Quando l’economia si dice circolare
Ma cosa s’intende per economia circolare? Si tratta di un modello economico che si basa sul riutilizzo e il riciclo dei materiali, sia biologici che tecnici, con l’obiettivo di ridurre rifiuti e sprechi. Questo modello si ispira ai processi naturali degli esseri viventi, in cui i rifiuti di uno diventano risorse per altri. L’economia circolare si fonda su cinque principi cardine: sostenibilità delle risorse, ovvero la soddisfazione dei bisogni di oggi senza compromettere la possibilità delle generazioni future di soddisfare i loro; il prodotto come servizio, secondo un modello di business che consiste nell’offrire un prodotto come un servizio continuativo, invece che come un’acquisto unico. In questo modello, il consumatore paga per l’utilizzo del prodotto, invece di acquistarlo. L’economia circolare si fonda poi sulle piattaforme di condivisione che determinano la sharing-economy, favorisce l’estensione del ciclo di vita oltreché il recupero e riciclo del bene.

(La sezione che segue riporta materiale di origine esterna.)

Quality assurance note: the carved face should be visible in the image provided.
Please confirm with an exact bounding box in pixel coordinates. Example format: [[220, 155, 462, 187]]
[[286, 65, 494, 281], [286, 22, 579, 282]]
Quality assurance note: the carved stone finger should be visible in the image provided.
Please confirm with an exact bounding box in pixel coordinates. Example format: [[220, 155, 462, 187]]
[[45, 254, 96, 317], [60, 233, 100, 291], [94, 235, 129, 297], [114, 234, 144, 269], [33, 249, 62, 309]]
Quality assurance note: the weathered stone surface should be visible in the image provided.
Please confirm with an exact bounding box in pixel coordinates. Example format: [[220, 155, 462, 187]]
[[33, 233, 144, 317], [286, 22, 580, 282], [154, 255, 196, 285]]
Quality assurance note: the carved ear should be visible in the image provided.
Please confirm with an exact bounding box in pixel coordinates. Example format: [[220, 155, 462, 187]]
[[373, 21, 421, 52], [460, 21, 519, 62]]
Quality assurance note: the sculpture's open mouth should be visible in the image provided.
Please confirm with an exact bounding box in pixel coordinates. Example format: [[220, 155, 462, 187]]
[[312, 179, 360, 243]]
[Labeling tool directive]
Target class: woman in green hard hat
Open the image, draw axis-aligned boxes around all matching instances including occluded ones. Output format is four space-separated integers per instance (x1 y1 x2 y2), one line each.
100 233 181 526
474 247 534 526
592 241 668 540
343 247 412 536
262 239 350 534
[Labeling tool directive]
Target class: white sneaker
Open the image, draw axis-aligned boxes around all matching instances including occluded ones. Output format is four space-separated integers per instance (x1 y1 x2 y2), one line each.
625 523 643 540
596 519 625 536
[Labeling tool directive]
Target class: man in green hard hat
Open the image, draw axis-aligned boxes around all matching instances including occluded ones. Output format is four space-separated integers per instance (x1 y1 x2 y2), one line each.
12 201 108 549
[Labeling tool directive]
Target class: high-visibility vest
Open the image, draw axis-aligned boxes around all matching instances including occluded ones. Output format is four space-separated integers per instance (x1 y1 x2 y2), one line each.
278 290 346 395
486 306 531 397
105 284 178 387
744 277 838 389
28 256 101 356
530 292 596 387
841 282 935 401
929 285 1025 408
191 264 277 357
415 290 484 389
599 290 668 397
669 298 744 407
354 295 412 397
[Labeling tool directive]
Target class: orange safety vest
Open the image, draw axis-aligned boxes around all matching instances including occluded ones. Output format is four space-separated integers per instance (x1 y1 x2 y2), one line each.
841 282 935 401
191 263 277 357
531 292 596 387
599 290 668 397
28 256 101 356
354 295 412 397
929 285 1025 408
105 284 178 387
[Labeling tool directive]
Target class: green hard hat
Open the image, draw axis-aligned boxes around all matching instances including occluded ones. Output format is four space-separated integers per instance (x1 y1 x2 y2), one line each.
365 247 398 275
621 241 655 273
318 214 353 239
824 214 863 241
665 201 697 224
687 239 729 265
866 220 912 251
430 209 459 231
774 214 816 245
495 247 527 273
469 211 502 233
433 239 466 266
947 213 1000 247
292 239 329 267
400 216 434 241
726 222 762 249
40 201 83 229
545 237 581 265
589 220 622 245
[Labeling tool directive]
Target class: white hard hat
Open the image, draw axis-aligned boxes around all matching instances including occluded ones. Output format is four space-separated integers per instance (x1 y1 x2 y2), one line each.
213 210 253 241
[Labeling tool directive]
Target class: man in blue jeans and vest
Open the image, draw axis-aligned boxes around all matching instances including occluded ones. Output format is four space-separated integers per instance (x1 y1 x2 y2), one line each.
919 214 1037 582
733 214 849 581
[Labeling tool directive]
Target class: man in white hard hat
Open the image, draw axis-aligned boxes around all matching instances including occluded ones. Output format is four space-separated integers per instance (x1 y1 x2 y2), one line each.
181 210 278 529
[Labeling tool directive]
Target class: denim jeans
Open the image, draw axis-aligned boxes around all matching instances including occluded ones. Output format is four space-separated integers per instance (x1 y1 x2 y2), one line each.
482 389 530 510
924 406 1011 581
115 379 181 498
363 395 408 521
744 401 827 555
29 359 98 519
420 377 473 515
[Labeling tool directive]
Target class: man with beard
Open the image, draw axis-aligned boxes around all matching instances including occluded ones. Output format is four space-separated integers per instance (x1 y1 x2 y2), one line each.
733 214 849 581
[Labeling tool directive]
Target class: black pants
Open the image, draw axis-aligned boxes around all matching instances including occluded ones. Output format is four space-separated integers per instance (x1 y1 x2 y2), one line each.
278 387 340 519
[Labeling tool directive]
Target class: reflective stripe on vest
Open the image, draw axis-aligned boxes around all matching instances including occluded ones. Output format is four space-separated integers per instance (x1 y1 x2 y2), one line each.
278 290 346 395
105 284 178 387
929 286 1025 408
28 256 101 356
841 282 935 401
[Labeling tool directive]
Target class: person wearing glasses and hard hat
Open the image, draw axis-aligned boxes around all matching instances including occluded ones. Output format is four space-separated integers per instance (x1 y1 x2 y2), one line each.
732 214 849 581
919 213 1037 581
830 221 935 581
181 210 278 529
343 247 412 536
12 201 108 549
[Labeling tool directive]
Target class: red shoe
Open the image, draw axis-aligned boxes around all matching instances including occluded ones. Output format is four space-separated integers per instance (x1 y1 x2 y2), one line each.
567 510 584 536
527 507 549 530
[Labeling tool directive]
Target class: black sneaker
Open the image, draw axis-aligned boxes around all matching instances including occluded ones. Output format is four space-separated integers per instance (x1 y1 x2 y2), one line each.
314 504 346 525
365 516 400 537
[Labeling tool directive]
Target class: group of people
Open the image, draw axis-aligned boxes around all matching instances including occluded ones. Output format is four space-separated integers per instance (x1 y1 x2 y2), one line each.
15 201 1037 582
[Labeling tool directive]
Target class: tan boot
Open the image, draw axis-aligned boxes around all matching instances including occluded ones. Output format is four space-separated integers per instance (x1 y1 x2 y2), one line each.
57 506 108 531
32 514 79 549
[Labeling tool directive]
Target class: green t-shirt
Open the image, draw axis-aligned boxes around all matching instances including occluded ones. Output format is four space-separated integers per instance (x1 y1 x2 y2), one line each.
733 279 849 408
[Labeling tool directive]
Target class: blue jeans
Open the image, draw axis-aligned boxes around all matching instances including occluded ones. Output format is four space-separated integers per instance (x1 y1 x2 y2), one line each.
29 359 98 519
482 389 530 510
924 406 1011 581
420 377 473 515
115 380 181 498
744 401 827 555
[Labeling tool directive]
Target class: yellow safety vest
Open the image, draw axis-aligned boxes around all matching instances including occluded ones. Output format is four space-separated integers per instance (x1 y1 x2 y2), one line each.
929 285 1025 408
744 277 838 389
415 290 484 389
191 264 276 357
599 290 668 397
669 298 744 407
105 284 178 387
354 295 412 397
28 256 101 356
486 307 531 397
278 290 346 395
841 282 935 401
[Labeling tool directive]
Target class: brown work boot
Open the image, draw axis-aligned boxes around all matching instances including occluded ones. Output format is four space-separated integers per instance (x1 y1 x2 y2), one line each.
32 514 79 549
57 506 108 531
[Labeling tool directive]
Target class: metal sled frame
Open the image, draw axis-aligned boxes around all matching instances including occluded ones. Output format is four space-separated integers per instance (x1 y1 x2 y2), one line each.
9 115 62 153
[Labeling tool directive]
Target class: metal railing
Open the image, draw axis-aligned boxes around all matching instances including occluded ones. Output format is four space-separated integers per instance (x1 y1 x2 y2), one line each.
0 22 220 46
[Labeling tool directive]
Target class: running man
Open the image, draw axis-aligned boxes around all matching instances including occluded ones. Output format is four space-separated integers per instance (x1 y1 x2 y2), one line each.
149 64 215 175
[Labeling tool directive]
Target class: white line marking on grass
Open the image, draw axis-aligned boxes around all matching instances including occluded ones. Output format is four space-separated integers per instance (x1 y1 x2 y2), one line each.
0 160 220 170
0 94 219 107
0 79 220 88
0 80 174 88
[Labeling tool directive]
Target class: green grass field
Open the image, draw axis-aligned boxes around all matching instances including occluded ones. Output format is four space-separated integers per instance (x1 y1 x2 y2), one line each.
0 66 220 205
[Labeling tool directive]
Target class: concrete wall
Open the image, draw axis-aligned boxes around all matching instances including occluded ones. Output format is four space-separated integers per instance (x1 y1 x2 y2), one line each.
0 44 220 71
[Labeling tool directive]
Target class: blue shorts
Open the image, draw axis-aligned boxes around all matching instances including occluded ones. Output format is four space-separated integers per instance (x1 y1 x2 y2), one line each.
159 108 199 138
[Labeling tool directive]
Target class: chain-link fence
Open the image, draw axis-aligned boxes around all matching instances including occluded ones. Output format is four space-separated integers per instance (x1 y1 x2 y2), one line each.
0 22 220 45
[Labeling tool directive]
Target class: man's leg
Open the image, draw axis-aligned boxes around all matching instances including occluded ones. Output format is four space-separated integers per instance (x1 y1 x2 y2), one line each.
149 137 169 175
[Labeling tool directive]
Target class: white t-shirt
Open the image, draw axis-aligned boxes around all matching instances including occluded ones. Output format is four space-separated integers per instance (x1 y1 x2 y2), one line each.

I benefici dell’economia circolare
L’economia circolare offre molti vantaggi, sia per l’ambiente che per la società. Come l’eliminazione dei rifiuti, riducendoli e trasformandone i materiali biologici e tecnici in risorse destinate ad altri cicli produttivi e la preservazione delle risorse naturali, utilizzando energia e materie rinnovabili, riciclabili o biodegradabili, limitando così lo sfruttamento delle risorse fossili e non rinnovabili. L’economia circolare si prefigge la riduzione dell’inquinamento, contribuendo a diminuire le emissioni di gas serra e di altre sostanze inquinanti, migliorando quindi la qualità dell’aria, dell’acqua e del suolo. L’economia circolare stimola poi innovazione, competitività, produttività e la creazione di nuovi posti di lavoro in settori emergenti o in trasformazione. L’economia circolare favorisce infine la transizione verso un modello economico e sociale più equo, inclusivo e responsabile, in linea con gli obiettivi dell’Agenda 2030 delle Nazioni Unite.